Realitätsnähe und Deutung dieser Setzungen erschließen sich dem heutigen Interpreten nicht zweifelsfrei[18]. Den wichtigsten Hinweis auf den Sinn des Gemeinten hat Epikur noch selbst gegeben, indem er die Schmerzen eines Nierensteinleidens in den beiden Wochen vor seinem Tod gelassen und in heiterer Stimmung ertrug. In seinem Abschiedsbrief an Idomeneus heißt es: „Den seligen und zugleich letzten Tag meines Lebens verbringend, schreibe ich euch diese Zeilen. Ich werde von Harn- und Ruhrbeschwerden verfolgt, die keine Steigerung der Größe mehr zulassen. All dem aber steht gegenüber die Freude der Seele über die Erinnerung an die von uns geführten Gespräche.“[19]

Das im praktischen tagtäglichen Leben wichtigste Bewährungsfeld dürfte für Epikur und seine Anhänger der Umgang mit den Begierden und Gelüsten gewesen sein, mit dem also, was heute in den mehr oder minder weit gefassten Rahmen der menschlichen Bedürfnisse gerechnet wird. Epikur unterschied wiederum drei Kategorien: „Die Begierden sind teils natürlich und notwendig, teils natürlich und nicht notwendig, teils weder natürlich noch notwendig, sondern durch leere Meinung begründet.“[20]

Nur die Erfüllung von Grundbedürfnissen wie Essen, Trinken und Kälteschutz galt Epikur als unabdingbar für den Genuss des Daseins.

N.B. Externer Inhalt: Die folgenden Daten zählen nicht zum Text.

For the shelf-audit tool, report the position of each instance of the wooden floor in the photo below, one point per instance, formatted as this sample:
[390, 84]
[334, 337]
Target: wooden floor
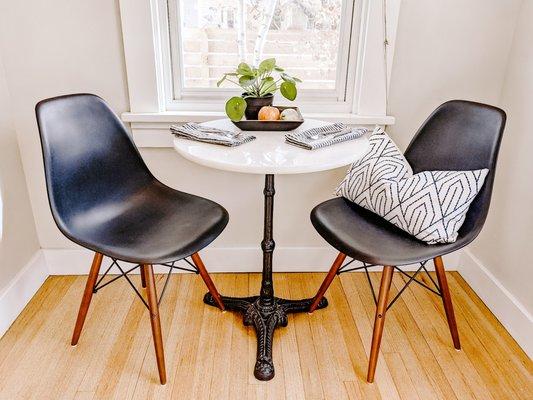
[210, 354]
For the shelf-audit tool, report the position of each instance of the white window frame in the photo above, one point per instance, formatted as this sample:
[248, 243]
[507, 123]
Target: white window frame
[339, 98]
[153, 106]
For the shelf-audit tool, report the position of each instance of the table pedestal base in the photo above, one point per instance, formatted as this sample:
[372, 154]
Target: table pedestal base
[265, 316]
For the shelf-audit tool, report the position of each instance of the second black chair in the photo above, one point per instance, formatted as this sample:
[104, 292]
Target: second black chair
[104, 198]
[458, 135]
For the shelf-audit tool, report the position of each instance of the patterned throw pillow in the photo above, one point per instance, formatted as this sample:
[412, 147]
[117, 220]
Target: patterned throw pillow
[430, 205]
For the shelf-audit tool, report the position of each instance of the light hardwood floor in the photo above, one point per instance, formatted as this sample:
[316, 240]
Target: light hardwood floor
[210, 354]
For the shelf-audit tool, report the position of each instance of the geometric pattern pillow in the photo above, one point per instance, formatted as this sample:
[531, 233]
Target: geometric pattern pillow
[430, 205]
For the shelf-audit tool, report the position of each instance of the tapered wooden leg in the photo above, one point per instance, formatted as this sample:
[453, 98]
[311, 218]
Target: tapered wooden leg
[207, 279]
[329, 278]
[379, 321]
[447, 301]
[143, 278]
[87, 296]
[155, 321]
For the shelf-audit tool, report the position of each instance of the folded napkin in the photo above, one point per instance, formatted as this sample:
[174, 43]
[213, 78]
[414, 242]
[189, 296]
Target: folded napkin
[200, 133]
[327, 135]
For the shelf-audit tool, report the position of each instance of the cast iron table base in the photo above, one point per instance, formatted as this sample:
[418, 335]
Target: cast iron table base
[265, 312]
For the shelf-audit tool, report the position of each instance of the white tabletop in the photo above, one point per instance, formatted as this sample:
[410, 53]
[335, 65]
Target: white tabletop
[269, 154]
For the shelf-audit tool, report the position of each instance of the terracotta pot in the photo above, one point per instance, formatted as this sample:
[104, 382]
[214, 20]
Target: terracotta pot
[254, 104]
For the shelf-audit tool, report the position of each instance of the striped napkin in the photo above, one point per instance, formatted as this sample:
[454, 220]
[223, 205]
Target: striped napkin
[323, 136]
[207, 134]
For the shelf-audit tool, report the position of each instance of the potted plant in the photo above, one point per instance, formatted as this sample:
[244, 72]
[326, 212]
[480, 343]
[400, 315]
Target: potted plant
[259, 87]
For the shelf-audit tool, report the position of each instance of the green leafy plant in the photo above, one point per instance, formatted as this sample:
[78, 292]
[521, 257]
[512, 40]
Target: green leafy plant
[258, 82]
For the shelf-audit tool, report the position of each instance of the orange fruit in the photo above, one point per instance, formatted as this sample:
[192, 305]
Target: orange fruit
[268, 113]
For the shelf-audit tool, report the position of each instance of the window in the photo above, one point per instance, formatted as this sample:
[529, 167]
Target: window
[311, 39]
[176, 50]
[210, 34]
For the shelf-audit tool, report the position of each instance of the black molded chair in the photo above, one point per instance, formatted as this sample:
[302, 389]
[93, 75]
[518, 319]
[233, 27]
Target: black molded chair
[458, 135]
[104, 198]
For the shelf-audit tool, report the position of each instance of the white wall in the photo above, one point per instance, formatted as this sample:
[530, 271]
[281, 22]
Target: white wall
[54, 48]
[76, 46]
[65, 46]
[453, 49]
[18, 241]
[504, 245]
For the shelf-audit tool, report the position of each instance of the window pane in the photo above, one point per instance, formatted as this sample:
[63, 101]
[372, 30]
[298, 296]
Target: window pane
[304, 38]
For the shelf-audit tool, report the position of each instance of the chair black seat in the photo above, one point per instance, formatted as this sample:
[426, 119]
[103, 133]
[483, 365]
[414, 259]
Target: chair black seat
[156, 225]
[458, 135]
[102, 194]
[367, 237]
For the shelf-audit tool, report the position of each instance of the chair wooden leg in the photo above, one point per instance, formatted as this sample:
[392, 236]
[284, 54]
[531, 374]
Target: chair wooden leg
[447, 301]
[87, 296]
[155, 321]
[207, 279]
[143, 278]
[379, 321]
[327, 281]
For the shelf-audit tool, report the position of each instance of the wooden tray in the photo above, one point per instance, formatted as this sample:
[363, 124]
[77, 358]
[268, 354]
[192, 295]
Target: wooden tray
[279, 125]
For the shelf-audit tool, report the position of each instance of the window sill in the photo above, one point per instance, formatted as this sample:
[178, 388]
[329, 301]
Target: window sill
[152, 129]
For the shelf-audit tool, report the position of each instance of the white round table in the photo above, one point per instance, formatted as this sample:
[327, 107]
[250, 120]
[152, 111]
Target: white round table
[268, 154]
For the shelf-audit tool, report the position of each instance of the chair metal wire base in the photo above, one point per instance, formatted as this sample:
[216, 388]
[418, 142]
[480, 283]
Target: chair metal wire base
[412, 278]
[124, 274]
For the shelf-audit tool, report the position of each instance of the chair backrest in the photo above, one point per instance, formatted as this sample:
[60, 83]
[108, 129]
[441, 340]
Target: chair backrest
[461, 135]
[89, 158]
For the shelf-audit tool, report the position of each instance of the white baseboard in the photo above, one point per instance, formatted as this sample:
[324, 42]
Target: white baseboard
[225, 259]
[21, 289]
[509, 311]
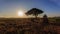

Die sexuelle Lust gehörte dagegen bereits seiner zweiten Kategorie an: natürlichen Ursprungs, aber nur in Maßen der katastematischen Lust dienlich und im Zweifel durchaus verzichtbar. Luxusbedürfnisse aber (bzw. Bedürfniserzeugung im Sinne heutiger Bedarfsweckungswirtschaft) gründen letztlich – der dritten Kategorie Epikurs entsprechend – in „leerer Meinung," d.h. in Unvernunft, und können schädliche Abhängigkeiten zur Folge haben[21]:

„Auch die Unabhängigkeit von äußeren Dingen halten wir für ein großes Gut, nicht um uns in jeder Lage mit Wenigem zufrieden zu geben, sondern um, wenn wir das Meiste nicht haben, mit Wenigem auszukommen, weil wir voll davon überzeugt sind, dass jene, die den Überfluss am meisten genießen, ihn am wenigsten brauchen, und dass alles Natürliche leicht, das Sinnlose aber schwer zu beschaffen ist und dass eine einfache Brühe die gleiche Lust bereitet wie ein üppiges Mahl […] und dass Wasser und Brot die höchste Lust bereiten, wenn man sie zu sich nimmt, weil man Hunger hat. Die Gewöhnung an einfache und nicht üppige Nahrung dient also einerseits in jeder Hinsicht der Gesundheit und nimmt andererseits auch dem Menschen die Sorgen angesichts der Grundbedürfnisse des Lebens, stärkt uns, wenn wir uns in Abständen an üppige Tafeln begeben, und macht uns furchtlos gegenüber dem Schicksal.“

Das „vierfache Heilmittel“ und weitere Verhaltensregeln

Mit Berufung auf die Überlieferungen durch Cicero und Plutarch ist es in der neueren Forschung gängig geworden, die epikureische Lehre als ein Therapieangebot zur Erlangung des Seelenfriedens (Ataraxia) bzw. eines seelischen Gleichgewichtzustands anzusehen[22]. Als wichtigstes Therapeutikum fungiert demnach das Tetrapharmakon[23](„vierfaches Heilmittel“) mit der Formel[24]:

„Wenn uns nicht die Vermutungen über die Himmelserscheinungen und die angstvollen Gedanken über den Tod, als ob er uns irgendetwas anginge, ferner die mangelnde Kenntnis der Grenzen von Schmerzen und Begierden belasteten, brauchten wir keine Naturphilosophie.“

Dieser Lehrsatz bündelt die oben angeführten Aspekte und betont zugleich den Gesamtzusammenhang der Philosophie Epikurs.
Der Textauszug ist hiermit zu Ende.